ZEMİN ETÜT DENETİMLERİ

SAĞLIKLI YAPILMIYOR

 

-Zeminin tanınması zemin etütleri ile bilinmiyor mu? Burada bir sıkıntı mı var?

-Maalesef burada endişeliyim. 

 

-Endişeniz nedir?

-Üzerine bir yapının yapılacağı zemini tabii ki zemin etütleri ile öğreniriz. Bu etütleri yapan birçok meslektaşımız ile denetleme ve kontrol görevini yerine getiren yerel yönetimler bunun ya bilincinde değil, ya da sorumsuzluk içindedir. Gerek etütlerin gerekse denetimlerin sağlıklı şekilde yapıldığını söyleyemem. Bir de işin sahibi bilinçsiz ise vay halimize demek gerekir. Bu iddiayı neye dayanarak söylüyorum derseniz? İşin piyasada yapılan fiyatları ile bilinçli vatandaşların konuşmaları ve bir işin yapılması için geçen sürelerdir. Bir parselde yapılan zemin etüdü, içinde jeofizik etüdünde olduğu bir etüt 600 – 700TL gibi bir fiyata yapılabiliyorsa başka bir şey söylemeye gerek yoktur. Bu fiyatlar denetlemenin de gereği gibi yapılmadığının da göstergesidir. Çünkü genelgeler ve yönetmelikler çerçevesinde yapılması gereken sondajda; sondajı ana kayada yapıyorsan karot numune alman gerekir. Böylece sağlam, boşluklu ve ezilmiş seviyeleri ayırabilesin. Karot numuneler üzerinde de laboratuvar deneylerini yaparak zemini tanıyabilmelisin. Eğer sondajı alüvyon türü ayrık zeminlerde yapıyorsan da bununla ilgili sondaj arazi deneylerini örneğin her 2 metrede bir Standart Penetrasyon deneyini, ihtiyaç durumunda Geçirgenlik deneyini veya zemine gelen yan basınçları öğrenerek taşıma gücünü hesaplamamıza yarayan Pressiyometre deneylerini yapmalıyız. Bu deneyleri yaptığınızı düşündüğümüzde bir sondaj makinası ile ancak 20 metre iş yaparsınız. Bu koşulda da bu işi bu fiyata yapma olanağınız yoktur. Tabii ki bir de sondaj makinasının standartlara uygun olması gerekir. Biz görüyoruz ki bir makine ile 30 – 40 metre iş yapılıyor. Zemin etüdünün önemini bilen bilinçli vatandaşlardan bazıları bizlere yapılan işin kurallara uygun olarak yapılmadığını ilgili çalışana söylediğini, hatta ilgili denetimi yapan belediyesine kadar giderek durumu açıkladığını, buna karşın hiçbir sonuç alamadığını söylemişlerdir. Meslek Odası olarak bizlerde çıkarılan yönetmeliklerle bu denetimleri artık yapamıyoruz. Sözün kısası merdiven altı üretim yapılmasından endişeliyiz. Tuz kokmaya başlamıştır.

 

 


 

BİRÇOK BELEDİYEDE

JEOLOJİ MÜHENDİSİ YOK

 

-Yerel Yönetimlerdeki denetimsizliğin nedeni sizce ne olabilir?

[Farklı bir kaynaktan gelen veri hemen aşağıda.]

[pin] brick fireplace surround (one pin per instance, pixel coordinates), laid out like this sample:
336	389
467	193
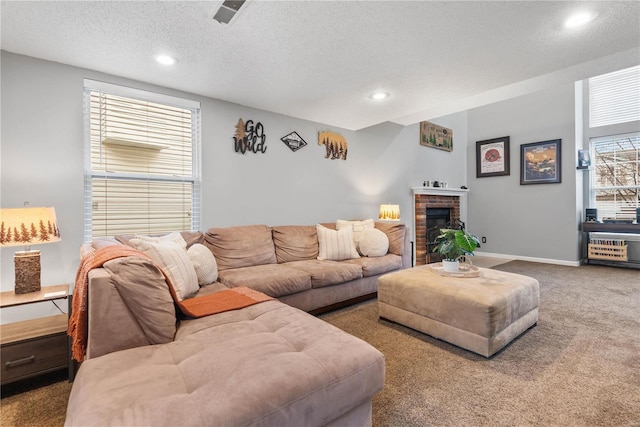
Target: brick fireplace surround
427	197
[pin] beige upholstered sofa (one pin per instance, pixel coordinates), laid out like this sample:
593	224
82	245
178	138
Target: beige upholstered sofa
266	364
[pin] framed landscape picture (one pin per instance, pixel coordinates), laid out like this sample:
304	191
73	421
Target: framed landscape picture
432	135
540	162
492	157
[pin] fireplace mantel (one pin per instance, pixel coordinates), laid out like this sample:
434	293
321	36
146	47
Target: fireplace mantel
440	197
439	191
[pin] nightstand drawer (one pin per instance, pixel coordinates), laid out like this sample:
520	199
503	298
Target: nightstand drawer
26	358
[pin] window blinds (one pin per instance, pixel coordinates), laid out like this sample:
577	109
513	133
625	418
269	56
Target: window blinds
614	97
616	181
143	156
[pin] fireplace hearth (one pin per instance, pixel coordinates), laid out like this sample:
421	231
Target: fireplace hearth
434	208
437	218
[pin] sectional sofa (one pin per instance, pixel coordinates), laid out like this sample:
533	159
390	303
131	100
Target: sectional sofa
269	363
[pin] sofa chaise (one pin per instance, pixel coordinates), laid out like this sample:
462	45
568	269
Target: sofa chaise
269	363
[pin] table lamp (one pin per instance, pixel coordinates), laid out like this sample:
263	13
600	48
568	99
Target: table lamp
389	213
24	227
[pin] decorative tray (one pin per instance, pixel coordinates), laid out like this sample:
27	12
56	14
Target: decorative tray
438	269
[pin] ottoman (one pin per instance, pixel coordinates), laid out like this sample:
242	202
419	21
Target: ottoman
481	314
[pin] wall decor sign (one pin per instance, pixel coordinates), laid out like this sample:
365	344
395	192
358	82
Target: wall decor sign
540	162
492	157
249	137
335	144
293	141
432	135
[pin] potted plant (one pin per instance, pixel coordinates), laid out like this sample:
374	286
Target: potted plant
452	243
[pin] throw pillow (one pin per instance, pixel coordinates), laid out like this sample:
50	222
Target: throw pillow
173	260
357	226
204	264
374	243
174	237
336	245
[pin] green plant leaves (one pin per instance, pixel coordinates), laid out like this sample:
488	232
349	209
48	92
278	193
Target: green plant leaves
453	243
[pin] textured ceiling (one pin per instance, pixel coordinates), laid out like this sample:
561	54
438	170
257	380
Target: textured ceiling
320	60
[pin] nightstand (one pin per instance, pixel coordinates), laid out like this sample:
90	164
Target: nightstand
36	346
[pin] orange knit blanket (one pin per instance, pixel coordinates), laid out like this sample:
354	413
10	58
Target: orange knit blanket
227	300
218	302
79	308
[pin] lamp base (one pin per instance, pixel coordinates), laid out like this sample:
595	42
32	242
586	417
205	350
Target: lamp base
27	266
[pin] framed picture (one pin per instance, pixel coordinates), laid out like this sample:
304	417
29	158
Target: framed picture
435	136
492	157
540	162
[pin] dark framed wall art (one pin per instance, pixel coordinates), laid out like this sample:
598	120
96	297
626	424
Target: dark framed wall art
432	135
540	162
492	157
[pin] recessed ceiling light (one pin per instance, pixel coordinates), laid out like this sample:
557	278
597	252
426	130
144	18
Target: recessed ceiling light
166	59
579	19
379	95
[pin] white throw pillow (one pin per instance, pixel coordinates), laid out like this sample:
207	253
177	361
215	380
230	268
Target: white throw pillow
175	263
204	263
358	227
174	237
336	245
374	243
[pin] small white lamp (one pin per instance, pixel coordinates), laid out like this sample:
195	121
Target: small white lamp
389	213
24	227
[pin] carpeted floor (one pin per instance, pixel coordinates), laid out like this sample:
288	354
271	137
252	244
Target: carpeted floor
579	367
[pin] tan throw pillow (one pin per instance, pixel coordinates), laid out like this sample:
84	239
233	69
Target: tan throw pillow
204	263
336	245
173	260
295	242
358	227
144	290
374	243
241	246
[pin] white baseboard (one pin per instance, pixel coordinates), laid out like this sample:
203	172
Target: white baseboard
532	259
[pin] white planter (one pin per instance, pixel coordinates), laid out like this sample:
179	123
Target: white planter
450	266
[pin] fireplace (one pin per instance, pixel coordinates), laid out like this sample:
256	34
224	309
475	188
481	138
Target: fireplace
437	218
442	205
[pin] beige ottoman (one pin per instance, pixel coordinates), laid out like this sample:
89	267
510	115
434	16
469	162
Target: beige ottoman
481	314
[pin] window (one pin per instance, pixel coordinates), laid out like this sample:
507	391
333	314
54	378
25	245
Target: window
614	97
615	186
142	162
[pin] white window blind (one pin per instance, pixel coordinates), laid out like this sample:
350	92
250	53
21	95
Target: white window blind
142	164
615	187
614	97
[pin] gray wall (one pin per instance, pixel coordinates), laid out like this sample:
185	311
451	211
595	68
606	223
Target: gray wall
42	162
539	221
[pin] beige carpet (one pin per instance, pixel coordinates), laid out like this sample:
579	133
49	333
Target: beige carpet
579	367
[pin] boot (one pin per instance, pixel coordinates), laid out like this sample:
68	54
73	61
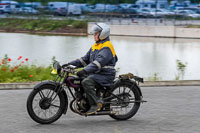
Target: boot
95	107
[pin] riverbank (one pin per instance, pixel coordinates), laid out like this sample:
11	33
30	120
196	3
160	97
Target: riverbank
43	26
188	32
13	86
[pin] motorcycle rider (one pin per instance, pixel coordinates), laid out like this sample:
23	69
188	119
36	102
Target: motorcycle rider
98	63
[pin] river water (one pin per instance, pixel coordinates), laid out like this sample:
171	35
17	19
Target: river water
142	56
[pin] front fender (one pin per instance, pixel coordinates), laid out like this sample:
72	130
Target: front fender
37	86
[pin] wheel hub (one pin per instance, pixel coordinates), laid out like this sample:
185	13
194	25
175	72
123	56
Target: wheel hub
44	103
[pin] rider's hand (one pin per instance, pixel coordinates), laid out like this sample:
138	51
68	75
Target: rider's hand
65	65
81	73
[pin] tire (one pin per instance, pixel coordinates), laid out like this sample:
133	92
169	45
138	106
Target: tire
136	95
44	107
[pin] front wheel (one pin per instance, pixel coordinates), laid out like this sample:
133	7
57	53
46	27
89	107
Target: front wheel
44	106
128	107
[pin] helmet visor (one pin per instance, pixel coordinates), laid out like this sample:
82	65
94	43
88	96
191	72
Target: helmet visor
95	29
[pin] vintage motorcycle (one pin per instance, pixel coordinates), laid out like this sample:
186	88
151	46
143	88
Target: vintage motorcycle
49	99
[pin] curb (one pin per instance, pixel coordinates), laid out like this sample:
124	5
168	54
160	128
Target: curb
16	86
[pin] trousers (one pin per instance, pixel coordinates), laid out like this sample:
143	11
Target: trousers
90	86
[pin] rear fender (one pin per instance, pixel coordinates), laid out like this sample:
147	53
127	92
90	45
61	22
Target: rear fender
134	85
37	86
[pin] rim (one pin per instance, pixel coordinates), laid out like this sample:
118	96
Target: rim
128	96
43	106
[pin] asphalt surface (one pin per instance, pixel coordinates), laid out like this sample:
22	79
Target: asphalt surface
168	110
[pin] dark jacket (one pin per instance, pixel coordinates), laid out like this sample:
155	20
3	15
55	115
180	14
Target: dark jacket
99	62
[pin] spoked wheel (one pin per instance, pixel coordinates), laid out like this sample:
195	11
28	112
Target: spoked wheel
127	107
44	106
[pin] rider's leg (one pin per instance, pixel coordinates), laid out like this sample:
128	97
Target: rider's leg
89	86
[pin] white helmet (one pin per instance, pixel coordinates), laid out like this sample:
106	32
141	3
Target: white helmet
103	28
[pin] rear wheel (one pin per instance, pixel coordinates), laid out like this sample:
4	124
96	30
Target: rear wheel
43	107
127	108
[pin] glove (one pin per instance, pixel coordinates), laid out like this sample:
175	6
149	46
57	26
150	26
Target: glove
81	73
65	65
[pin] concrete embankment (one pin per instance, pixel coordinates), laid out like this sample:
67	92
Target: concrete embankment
8	86
153	31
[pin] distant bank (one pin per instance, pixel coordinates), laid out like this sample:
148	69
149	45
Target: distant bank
70	27
154	31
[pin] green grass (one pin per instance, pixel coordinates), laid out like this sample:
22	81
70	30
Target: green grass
40	24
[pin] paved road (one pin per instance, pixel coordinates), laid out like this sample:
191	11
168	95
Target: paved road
168	110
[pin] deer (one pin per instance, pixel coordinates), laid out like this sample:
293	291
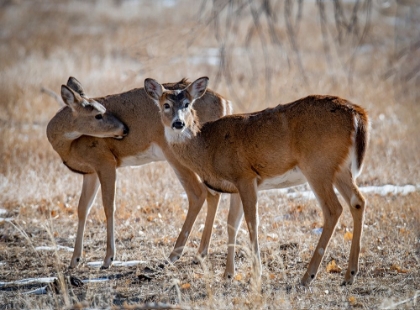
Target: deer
320	140
95	136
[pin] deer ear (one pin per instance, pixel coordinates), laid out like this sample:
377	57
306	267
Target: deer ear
153	89
70	98
99	107
74	84
198	87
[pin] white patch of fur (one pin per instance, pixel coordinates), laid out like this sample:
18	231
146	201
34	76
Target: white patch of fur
153	153
177	136
292	177
72	135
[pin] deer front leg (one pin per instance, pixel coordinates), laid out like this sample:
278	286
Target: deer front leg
212	204
235	216
107	178
196	193
248	192
331	210
87	197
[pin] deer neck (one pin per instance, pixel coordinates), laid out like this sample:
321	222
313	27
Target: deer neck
187	146
61	134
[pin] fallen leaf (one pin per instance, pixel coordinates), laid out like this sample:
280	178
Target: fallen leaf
272	236
348	236
398	268
352	300
186	286
332	267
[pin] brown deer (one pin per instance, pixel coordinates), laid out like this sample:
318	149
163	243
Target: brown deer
88	136
321	140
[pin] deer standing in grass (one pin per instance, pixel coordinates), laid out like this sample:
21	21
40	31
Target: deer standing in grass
321	140
94	137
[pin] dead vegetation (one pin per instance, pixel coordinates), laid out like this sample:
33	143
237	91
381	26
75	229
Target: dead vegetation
257	53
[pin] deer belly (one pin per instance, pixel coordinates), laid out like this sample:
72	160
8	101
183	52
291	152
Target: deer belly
153	153
292	177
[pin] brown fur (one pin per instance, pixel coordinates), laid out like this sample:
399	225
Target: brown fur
241	153
97	158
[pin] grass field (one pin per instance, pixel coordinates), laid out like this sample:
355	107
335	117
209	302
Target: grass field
257	56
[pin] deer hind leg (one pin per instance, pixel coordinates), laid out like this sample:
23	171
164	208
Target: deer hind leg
248	192
235	216
87	197
332	209
212	204
107	177
348	189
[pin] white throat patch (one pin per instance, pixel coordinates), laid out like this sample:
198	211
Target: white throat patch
177	136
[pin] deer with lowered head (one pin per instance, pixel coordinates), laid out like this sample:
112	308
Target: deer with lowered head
96	136
320	140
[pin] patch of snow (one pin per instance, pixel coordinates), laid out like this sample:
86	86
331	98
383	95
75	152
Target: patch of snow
6	219
389	190
29	281
38	291
117	263
317	231
51	248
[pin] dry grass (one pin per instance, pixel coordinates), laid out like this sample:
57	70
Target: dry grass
111	47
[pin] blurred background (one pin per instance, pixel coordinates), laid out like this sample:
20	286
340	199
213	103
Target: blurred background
257	53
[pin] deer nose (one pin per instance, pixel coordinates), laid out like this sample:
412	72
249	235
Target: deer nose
178	124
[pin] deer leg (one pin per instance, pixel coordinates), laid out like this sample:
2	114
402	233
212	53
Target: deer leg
196	193
87	197
108	178
332	210
212	204
248	193
351	194
236	213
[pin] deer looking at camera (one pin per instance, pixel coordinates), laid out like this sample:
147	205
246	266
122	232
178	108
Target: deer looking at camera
321	140
94	137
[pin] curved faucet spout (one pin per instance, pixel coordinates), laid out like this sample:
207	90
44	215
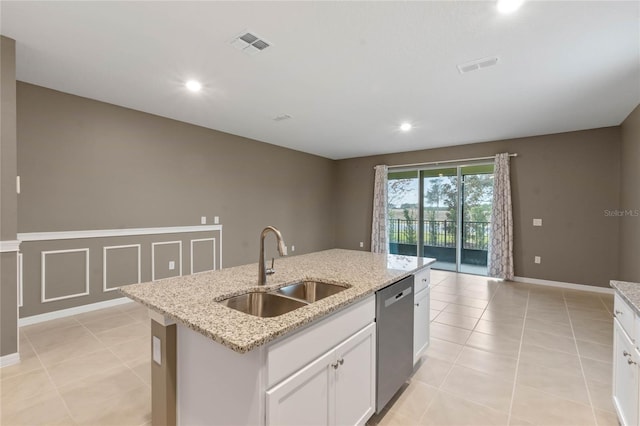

-Yerel yönetimlerin çalışma prensiplerini bilemiyorum. Ama en önemli neden olarak denetim işini yapabilecek bilgi ve deneyime sahip meslektaş azlığıdır. Antalya’da birçok belediyede bu işi denetleyecek ve onaylayacak jeoloji mühendisi yoktur. Kontroller “ Zemin Etüt Raporu” var –yok şeklinde yapılmaktadır. Yerel yönetimler genelde siyasi ve işlerin günlük olarak yapıldığı yerlerdir. Belki bunun da olumsuz etkisi olabilir.

 

-Oda olarak, bu işin uzmanı olarak sizler bu denetlemeyi yapamaz mısınız?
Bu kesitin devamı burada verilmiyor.